Matas
el tiempo en una mesa en la esquina más lejana del lugar. Aparte de tus
delirios, te acompañan, una humeante taza de café y un cigarrillo a medio
consumir. Afuera llueve. Una incómoda corriente, tan fría como un amor no
correspondido, se cuela por las mal ajustadas ventanas. Frente a tu mesa, dos
reflectores iluminan una añeja fotografía de la eternamente joven Marilyn, que con
gesto picaresco, alimenta inconfesables fantasías de alcoba.
Los
parroquianos del lugar, parecen haber sido cortados con un mismo molde: encorvados,
canosos, arrugados. Los clientes
habituales, como tú, notan que cada vez hay más sillas vacías. Son de los que que
se han adelantado en el camino sin retorno.
Todos
respetan la regla no escrita del lugar: No se permiten mujeres, para no
incomodar a Marilyn. Basta con su avasallante presencia. Puedes dar fe de ello,
aunque como caballero que eres, guardarás un discreto silencio sobre lo que haya
pasado entre los dos. Sin embargo, todo lo que inicia tiene un fin y hoy has
venido a decir adiós. Aspiras el inconfundible aroma a Chanel, que emana de su divino
cuerpo, fijas la mirada en ese voluptuoso cuerpo que nunca más volverás a
recorrer, y recitas ese discurso que has ensayado por días.
―
¿Cuántas veces lo hemos intentado? No sé tú, como dice la canción de Luis Miguel,
yo las he dejado de contar. Reconócelo, lo nuestro jamás pasará de ser una locura.
Cuántas veces he aguantado tus coqueteos con cualquier estúpido que se cruza en
tu camino…
Ella
permanece inmutable.
―De
nuevo lo haces, conozco esa treta. Cómo te encierras en ese mutismo que me desespera.

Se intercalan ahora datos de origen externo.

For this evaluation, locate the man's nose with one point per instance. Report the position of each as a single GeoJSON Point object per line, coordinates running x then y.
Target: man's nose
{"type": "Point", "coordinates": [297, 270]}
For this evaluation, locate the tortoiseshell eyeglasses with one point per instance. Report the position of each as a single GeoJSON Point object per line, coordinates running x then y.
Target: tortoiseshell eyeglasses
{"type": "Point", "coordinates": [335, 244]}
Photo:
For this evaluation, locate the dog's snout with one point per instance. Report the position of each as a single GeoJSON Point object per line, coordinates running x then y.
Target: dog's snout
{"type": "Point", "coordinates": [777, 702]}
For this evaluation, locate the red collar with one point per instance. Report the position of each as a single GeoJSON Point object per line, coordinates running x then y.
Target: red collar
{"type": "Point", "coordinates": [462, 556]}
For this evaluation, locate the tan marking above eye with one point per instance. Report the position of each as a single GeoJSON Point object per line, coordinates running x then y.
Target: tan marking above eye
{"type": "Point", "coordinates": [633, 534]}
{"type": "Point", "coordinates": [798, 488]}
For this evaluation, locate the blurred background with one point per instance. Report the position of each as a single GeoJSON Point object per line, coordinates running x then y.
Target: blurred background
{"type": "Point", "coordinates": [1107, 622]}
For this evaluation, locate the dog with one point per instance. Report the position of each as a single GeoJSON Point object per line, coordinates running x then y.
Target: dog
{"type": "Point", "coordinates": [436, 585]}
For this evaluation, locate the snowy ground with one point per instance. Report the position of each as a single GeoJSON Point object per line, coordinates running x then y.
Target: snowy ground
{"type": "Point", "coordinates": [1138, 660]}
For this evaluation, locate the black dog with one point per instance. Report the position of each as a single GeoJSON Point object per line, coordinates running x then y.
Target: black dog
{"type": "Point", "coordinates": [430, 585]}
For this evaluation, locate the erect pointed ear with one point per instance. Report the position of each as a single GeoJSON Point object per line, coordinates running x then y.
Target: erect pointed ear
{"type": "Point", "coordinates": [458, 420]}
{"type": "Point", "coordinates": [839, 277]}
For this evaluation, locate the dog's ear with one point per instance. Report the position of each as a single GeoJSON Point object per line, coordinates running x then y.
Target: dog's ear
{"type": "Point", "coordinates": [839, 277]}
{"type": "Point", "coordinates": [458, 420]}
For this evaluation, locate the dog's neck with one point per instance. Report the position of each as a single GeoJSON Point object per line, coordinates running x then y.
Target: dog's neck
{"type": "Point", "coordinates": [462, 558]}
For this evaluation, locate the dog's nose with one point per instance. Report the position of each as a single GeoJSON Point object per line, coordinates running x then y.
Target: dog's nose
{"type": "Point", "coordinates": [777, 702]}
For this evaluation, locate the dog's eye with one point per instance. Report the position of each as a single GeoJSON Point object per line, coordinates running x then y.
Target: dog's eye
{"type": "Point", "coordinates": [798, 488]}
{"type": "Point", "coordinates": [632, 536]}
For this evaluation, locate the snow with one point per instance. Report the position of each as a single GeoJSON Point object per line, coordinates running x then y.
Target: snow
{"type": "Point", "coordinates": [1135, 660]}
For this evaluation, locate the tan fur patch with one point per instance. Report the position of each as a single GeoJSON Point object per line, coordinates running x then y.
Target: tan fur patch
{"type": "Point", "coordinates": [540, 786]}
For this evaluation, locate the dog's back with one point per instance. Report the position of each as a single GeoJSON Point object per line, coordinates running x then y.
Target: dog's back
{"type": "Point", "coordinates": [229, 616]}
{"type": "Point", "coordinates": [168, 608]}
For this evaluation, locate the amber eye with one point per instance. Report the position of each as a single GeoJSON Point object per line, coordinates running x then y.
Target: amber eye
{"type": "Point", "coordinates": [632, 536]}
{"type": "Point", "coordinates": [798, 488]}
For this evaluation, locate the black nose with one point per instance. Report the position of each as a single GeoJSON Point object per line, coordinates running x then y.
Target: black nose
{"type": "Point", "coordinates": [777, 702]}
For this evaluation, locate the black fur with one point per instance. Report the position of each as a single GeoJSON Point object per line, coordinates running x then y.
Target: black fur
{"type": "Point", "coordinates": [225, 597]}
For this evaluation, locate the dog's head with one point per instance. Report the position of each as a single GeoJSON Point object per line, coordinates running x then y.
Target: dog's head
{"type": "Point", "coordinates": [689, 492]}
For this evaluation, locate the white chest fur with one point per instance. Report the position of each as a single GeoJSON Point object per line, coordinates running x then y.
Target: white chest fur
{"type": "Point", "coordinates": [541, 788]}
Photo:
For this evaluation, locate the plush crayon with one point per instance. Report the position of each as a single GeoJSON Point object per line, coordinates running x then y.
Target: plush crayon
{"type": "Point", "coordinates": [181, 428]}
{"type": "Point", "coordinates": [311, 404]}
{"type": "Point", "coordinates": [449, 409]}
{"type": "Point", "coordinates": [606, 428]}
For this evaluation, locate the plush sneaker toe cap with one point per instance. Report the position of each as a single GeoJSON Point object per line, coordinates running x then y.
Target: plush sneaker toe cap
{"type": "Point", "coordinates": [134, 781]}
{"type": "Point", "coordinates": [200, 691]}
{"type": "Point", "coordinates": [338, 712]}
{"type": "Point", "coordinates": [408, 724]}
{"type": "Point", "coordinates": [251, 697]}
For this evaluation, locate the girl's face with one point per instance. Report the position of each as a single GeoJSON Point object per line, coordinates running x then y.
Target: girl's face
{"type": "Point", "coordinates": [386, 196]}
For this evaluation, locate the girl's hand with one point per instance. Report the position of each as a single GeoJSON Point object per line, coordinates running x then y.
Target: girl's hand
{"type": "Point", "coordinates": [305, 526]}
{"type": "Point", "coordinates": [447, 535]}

Sabes que si me dejas hablar, sin responder a mis provocaciones, terminarás
sacándome de mis casillas. Te lo advierto, esta vez no caeré, te conozco desde
el pelo hasta la punta de los pies, como ha cantado Arjona, vengo preparado
para el adiós definitivo.
Finges
indiferencia, pero conozco el efecto que mis palabras te provocan.
―Tus
lamentos no lograrán convencerme. Tus promesas las depositaré en el cofre de mis
desilusiones. Ni lo intentes, no volveré a sucumbir en tus juegos de seducción.
La
miras esperando una señal.
―Mueves
la cabeza, sonríes con ironía. Si aún conservabas alguna esperanza, te lo diré sin
tapujos: Encantadora hechicera, esto se acabó. Ya no te amo, tampoco temo
perderte. ¿Cómo puedo perder algo que jamás fue mío? Lo último que me ataba a
ti se disipa con el humo de este cigarrillo. Mira a tu alrededor, tus admiradores,
al igual que mi arrobamiento, están desapareciendo. En unos años serás polvo, pero
a diferencia de nosotros, serás solo polvo de una imagen que jamás sintió el
latir de un corazón.
Llega
el momento de concluir con esto.
―Estás
sorprendida, no intentes negarlo. Lástima que ninguna cámara captó el asombro que,
por una fracción de segundo, se dibujó en tu gesto. En menos de un minuto, atravesaré
la puerta marcada como “salida”, la que conduce al boulevard de los sueños
rotos, el mismo que inspiró a Sabina. Me iré, tú te quedarás aquí,
preguntándote por qué no pudiste retenerme. Lo siento preciosa, esta presa
escapará de tus redes. Ten la seguridad que, por el resto de la eternidad, nuestros
caminos jamás volverán a cruzarse. Sin embargo, a pesar de lo que he sufrido
contigo, no deseo que este asunto termine así. Lo nuestro merece un brindis de
despedida.
Alzas
la copa de brandy.
―
¡A tu salud bella entre las bellas!
El
opalino líquido desapareció. El cigarrillo terminó de consumirse. La lluvia había
dejado de caer. Otra silla quedaba vacía.
Los
reflectores secaron las indiscretas lágrimas que resbalaban por el rostro de porcelana
de Marilyn. Ella entornó los ojos hacia la puerta de entrada y volvió a adoptar
ese irresistible gesto picaresco, con el que engatusaría al siguiente soñador
que se atreviera a ingresar al lugar.